Ernest Hemingway‘in edebiyata olan yaklaşımı güçlü bir algının işlenmesi sonucunda şekillenmiştir. Eserlerinden ve hayatından anladığımız her şey, bu algının etrafında gelişmiş ve kendini var etmiştir. Gözlem gücünün bu noktadaki etkisi bir hayli büyüktür. Çünkü yazının doğası en iyi dönüşümü gözlem sayesinde verebilmektedir. Dünya edebiyatına yön veren, kalıcılık konusunda en nitelikli eserleri ortaya koyan kalemler, gözlemin gücünden en iyi şekilde yararlanmayı bilmişlerdir.
Hemingway de yüksek gözlem gücünü hayal dünyasında yeniden yorumlayan büyük yazarlar arasındadır. Ve onun yazın hayatı, çok erken yaşlarda henüz bir çocukken başlamıştır…
Edebiyat tarihinin tozlu sayfalarına baktığımız zaman birbirinden ilginç sürprizlerle karşılaşmamız mümkündür
Hemingway’in yazın yolculuğu da oldukça ilginç bir hatıraya ev sahipliği yapmaktadır
Öyle ki yazarın bilinen ilk öyküsü 1909’da, yani henüz 10 yaşındayken kaleme alınmış
Üstelik öykünün ve yazara ait diğer eşyaların muhafaza edildiği ev, geçtiğimiz günlerde Amerika’da büyük bir felakete yol açan Irma Kasırgası’nda ciddi şekilde hasar görmüş ancak arşive herhangi bir zarar gelmemiş.

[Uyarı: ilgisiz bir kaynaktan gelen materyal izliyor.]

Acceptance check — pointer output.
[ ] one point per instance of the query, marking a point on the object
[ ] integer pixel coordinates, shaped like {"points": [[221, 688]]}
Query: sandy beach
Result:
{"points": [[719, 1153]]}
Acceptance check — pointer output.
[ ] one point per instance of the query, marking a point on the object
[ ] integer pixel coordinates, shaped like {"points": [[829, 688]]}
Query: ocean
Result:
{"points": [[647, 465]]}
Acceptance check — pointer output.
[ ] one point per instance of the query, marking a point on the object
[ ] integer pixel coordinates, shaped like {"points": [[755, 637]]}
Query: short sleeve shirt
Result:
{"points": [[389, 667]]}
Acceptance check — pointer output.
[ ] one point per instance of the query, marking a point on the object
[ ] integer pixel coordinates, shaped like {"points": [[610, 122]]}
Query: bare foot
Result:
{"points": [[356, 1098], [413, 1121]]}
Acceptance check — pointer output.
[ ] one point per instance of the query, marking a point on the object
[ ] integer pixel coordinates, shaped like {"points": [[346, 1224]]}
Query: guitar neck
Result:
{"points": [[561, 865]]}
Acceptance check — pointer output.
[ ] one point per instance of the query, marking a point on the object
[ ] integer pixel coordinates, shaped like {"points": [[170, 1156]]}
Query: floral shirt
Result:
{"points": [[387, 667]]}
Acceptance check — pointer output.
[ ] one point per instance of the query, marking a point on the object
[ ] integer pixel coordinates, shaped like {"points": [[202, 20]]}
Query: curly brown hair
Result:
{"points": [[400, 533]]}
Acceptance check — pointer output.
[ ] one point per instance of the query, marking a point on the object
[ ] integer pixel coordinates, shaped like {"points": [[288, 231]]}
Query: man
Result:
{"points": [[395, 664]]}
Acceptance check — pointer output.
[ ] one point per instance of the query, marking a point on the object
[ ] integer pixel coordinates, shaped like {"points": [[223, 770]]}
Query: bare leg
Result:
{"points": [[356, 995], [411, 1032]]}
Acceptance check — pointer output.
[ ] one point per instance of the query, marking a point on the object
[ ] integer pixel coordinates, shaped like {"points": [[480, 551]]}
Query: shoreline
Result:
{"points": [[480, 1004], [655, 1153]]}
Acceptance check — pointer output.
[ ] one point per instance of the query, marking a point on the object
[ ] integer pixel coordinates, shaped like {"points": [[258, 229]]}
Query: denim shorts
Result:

Key West’te yaşayan tarihçi Brewster Chamberlin ve arkadaşı Sandra Spanier’in evinde bulunan bu kıymetli arşivdeki öykünün 14 sayfa uzunluğunda olduğu açıklandı.
Brewster Chamberlin, söz konusu öyküyle ilgili olarak ise yaptığı açıklamada şunları söyledi:
“Aman Tanrım, bu önemli bir şey, dedim kendi kendime. Bu Hemingway’in kurguya doğru attığı ilk adım.”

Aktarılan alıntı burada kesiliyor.